Consider a schema with something like the following (this is probably more complicated than necessary, but it matches my case):
interface Post{
thread: Thread! @hasInverse(field: posts)
id: ID!
type: String! // Serialized type
updatedTime: Int!
createdTime: Int! @search
replies: [Post!] @hasInverse(field: parentPost)
parentPost: Post @hasInverse(field: replies)
user: User!
}
Expected behaviour and actual result.
When Post is an interface, the PostRef generated only includes the id field. If we’re serializing data to produce mutation inputs, a PostRef input for parentPost requires serializing the relevant Post object with only an id, or an ‘undefined location’ error is thrown. I think concrete TypeRefs expose all first-order fields, which allows us a lot more convenience designing generic mutation methods for our data…we can serialize objects with some simple nested data to define edges, which feels pretty good (though I think the endpoint still rejects nested data w/ non-null predicates…see comment at the end).

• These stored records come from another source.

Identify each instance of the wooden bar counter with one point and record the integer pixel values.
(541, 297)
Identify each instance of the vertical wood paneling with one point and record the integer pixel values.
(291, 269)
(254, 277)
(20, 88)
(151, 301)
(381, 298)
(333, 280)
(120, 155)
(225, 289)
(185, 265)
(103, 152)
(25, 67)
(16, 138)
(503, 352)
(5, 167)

But allowing fields in the TypeRef also specifically unlocks our ability to append the ‘type’ field as a discriminator during serialization, before our data hits the wire - the endpoint doesn’t reject our ‘type’ field in any other cases that I’m aware of.
A discriminator field is a common feature in serialization libraries, and core to our data systems design…so I hope it’s possible to squeeze this into 2020.07. We’ve realized it takes some serialization/modeling gymnastics to strip out discriminators from predicate objects in this case. Our easiest workaround is to manually identify mutations with interface fields, null the associated predicate objects before serialization, construct strings to represent them, stringify the serialized data, and splice the predicate representations back in
This is a similar issue to the TypePatch object lacking the ‘id’ field - in that it’s largely a problem when building generified methods for handling data - but is much more difficult to work around because the discriminator field can’t easily be nulled, and is even required in most other queries/mutations since it’s used for deserialization.
I think ideally nested predicate fields should not get rejected either, and the endpoint would simply look at the ids of first order relations to draw edges…then we could pass any data object as-is for storage. The endpoint selectively rejecting fields defined in schema makes programmatically saving data unintuitive and difficult in general.